By Mortz C. Ortigoza
A reelective mayor spent twenty million pesos not to
ensure his victory but to give succor to his vice mayoralty tandem beleaguered
by the vote buying resorted by her rival in the recent poll.
“Iyong taga kabila namimili ng P250 per voter noong
pakurong. Iyong vice mayor ko P250 kada botante ang kaya kaya binigyan ko ng
P250 para P500 kontra sa P250 ng kalaban,” the
mayor in Central Pangasinan told this writer.
He did it because his cash strapped mayoral opponent
did not resort to use money to win the hearts of the vulnerable voters.
“I spent twenty million pesos because I gave two
hundred pesos to sell myself to the voters and aided my vice mayor with another
sum”.
Both candidates for the mayoralty and vice
mayoralty are into big contracting business building infrastructure for
the government.
His ally in the gubernatorial race, the chief
executive cited, gave him two hundred pesos to add to his two hundred pesos
because his financially constrained governorship rival did not challenge
ingratiating tit-for-tat with the electorates in the first class town.
He said a provincial politician and a tycoon helped
him buttress his electoral stocks with half a million pesos and eight hundred
thousand pesos.
“May mega project kasi iyong big time businessman
dito sa amin kaya tinulungan niya ako,” he stressed.
The incoming last term soft-spoken former village
chief said that in the election of 2013, 2016, and 2019 he spent P4 million, P7
million, and P20 million, respectively, against his perennial opponent who is a
lawyer and an alumnus of a prestigious law university in the country.
“He is an elite and I am an ordinary person but in
every election poor people gravitate to those who can connect with them that’s
why I kept winning the election”.
Despite the tens of million pesos he spent he won in
a P1.25 million wager.
“Partida pa nga sa sobrang confident ko plus two
thousand votes iyong vice mayor nila one million pesos ang pustahan. Noong
natapos ang bilangan panalo ng mahigit three thousand votes iyong manok ko kaya
may one million pesos ako,” he sheepishly told me.

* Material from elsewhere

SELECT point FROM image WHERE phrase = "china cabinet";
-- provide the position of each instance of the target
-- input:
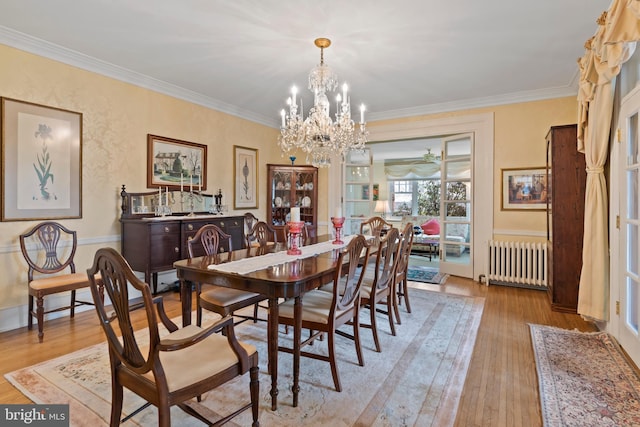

The mayor, who asked for anonymity, cited too that a
pro Art Celeste, a governorship bet, who lived in Lingayen, Pangasinan
challenged him with P250,000 bet. He said the bettor lost to him after the
Commission on Election proclaimed Amado I. Espino III as the re-elective
governor of Pangasinan with 781,307 votes against Celeste’s 582, 380 votes or a
margin of 198, 927 votes or 14 percent lead votes.